Tipping Point
by
Elaine Dillon
*
A strand of hair stretches out across the tiles. A toe has caught it; tugged it into a soft arrowhead that points towards the changing rooms, where the others have gone. Olivia looks at the chips in the grout. They make her think of broken teeth; black voids in a beige smile. Sour blood, from the hole she has chewed in her cheek, washes through her mouth.
Arms in front, chin tucked. Toes over the edge, bend the knees. And tip forwards.
Olivia holds herself this way until her thighs burn and the teacher says, it's okay, you can do this.
The words are warm and close on her cheek but Olivia has learned that nothing is given freely, like a teacher's lunch hour, so she watches for signs of anger in the woman's face, a ripple under the pale fur of her make-up. Olivia waits for her to say, you are wasting my time, and wills her to know that she is trying, really trying.

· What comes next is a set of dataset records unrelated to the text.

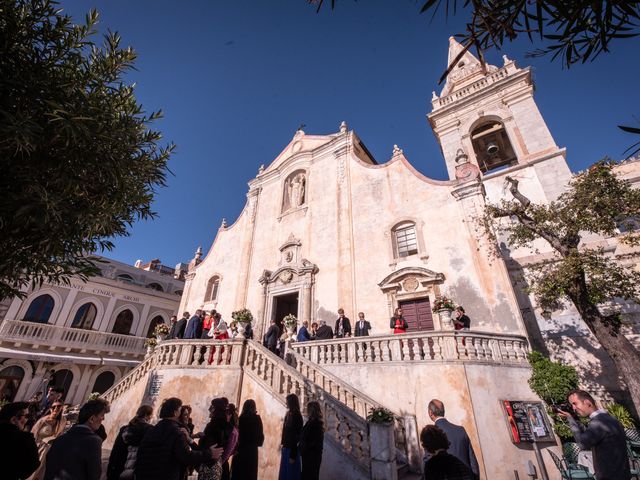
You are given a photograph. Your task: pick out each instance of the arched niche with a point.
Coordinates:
(491, 145)
(294, 191)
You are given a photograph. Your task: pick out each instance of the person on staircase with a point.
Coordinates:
(312, 442)
(290, 463)
(343, 325)
(398, 323)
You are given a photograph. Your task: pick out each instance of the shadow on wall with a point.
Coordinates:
(327, 315)
(476, 307)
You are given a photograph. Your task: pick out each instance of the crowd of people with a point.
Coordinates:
(205, 325)
(227, 447)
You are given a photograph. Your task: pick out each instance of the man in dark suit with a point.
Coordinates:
(77, 453)
(603, 435)
(324, 331)
(460, 444)
(177, 331)
(18, 450)
(194, 326)
(343, 325)
(362, 326)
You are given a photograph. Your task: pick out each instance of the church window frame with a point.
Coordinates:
(492, 145)
(213, 289)
(406, 240)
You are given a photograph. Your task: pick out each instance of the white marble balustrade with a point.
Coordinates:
(442, 346)
(345, 426)
(55, 336)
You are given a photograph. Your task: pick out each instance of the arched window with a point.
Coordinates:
(156, 286)
(40, 309)
(212, 289)
(10, 380)
(124, 320)
(492, 146)
(405, 241)
(85, 316)
(62, 379)
(156, 320)
(104, 382)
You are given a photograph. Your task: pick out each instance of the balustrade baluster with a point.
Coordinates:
(417, 350)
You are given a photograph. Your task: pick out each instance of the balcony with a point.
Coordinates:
(42, 336)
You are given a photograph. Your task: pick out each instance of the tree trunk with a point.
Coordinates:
(624, 355)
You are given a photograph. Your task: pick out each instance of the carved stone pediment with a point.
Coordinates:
(410, 279)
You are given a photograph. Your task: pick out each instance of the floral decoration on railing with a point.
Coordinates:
(443, 303)
(290, 321)
(380, 415)
(242, 316)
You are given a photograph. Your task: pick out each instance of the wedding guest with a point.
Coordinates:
(77, 453)
(290, 468)
(217, 432)
(441, 465)
(303, 333)
(45, 431)
(251, 436)
(312, 442)
(398, 323)
(132, 437)
(343, 325)
(18, 450)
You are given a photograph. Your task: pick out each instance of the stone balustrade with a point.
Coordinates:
(133, 377)
(471, 88)
(441, 346)
(200, 354)
(19, 332)
(357, 401)
(345, 427)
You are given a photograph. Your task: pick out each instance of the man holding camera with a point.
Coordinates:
(603, 435)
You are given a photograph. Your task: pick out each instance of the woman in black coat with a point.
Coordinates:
(251, 436)
(312, 442)
(291, 430)
(217, 432)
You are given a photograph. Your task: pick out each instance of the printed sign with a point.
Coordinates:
(528, 422)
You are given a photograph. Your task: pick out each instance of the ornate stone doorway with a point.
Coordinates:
(417, 313)
(412, 288)
(284, 305)
(293, 278)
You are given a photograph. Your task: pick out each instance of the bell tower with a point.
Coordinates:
(488, 114)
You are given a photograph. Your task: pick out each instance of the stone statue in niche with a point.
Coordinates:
(296, 190)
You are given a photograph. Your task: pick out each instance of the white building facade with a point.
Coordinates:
(83, 337)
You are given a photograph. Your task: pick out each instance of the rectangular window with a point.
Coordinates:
(406, 242)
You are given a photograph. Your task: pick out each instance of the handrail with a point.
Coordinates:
(22, 331)
(428, 346)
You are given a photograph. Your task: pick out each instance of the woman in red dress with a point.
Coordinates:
(398, 323)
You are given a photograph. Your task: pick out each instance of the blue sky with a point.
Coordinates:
(236, 78)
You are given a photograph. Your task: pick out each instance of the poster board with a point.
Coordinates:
(528, 421)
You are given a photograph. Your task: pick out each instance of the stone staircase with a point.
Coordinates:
(376, 453)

Arms in front, chin tucked. Toes over the edge, bend the knees. And tip forwards.
Olivia stands like this until her arms sag and the teacher whispers, you can do it, I know you can.
The arrow of the outsize clock spins out the minutes as Olivia thinks of the girls in the changing room, laughing as they slick sticky deodorants under their arms. Libby Turner who is shit at everything but could do this. Hannah, who said she was scared too, but actually wasn't. She stands there and wishes she was any one of them.
Arms in front, chin tucked. Toes over the edge, bend the knees. And tip forwards.
The overhead fluorescents flicker on the water which looms like possibility, and Olivia imagines slipping from herself, shedding her layers by the side of the pool, and surfacing after the dive, unremarkably remade and the same as the rest. Free from herself is free to get it wrong and she thinks about wrong answers, wrong boys, wrong decisions. She will emerge and live uncertainly; without hesitancy.
She will emerge.
But Olivia stays locked in the crouch until the teacher says, okay, that's enough for today. You're okay.
And Olivia thinks, I'm not, as she crumples towards the changing rooms and remembers the unsugared ending of a fairy tale, the one where the mermaid melts into foam on the waves.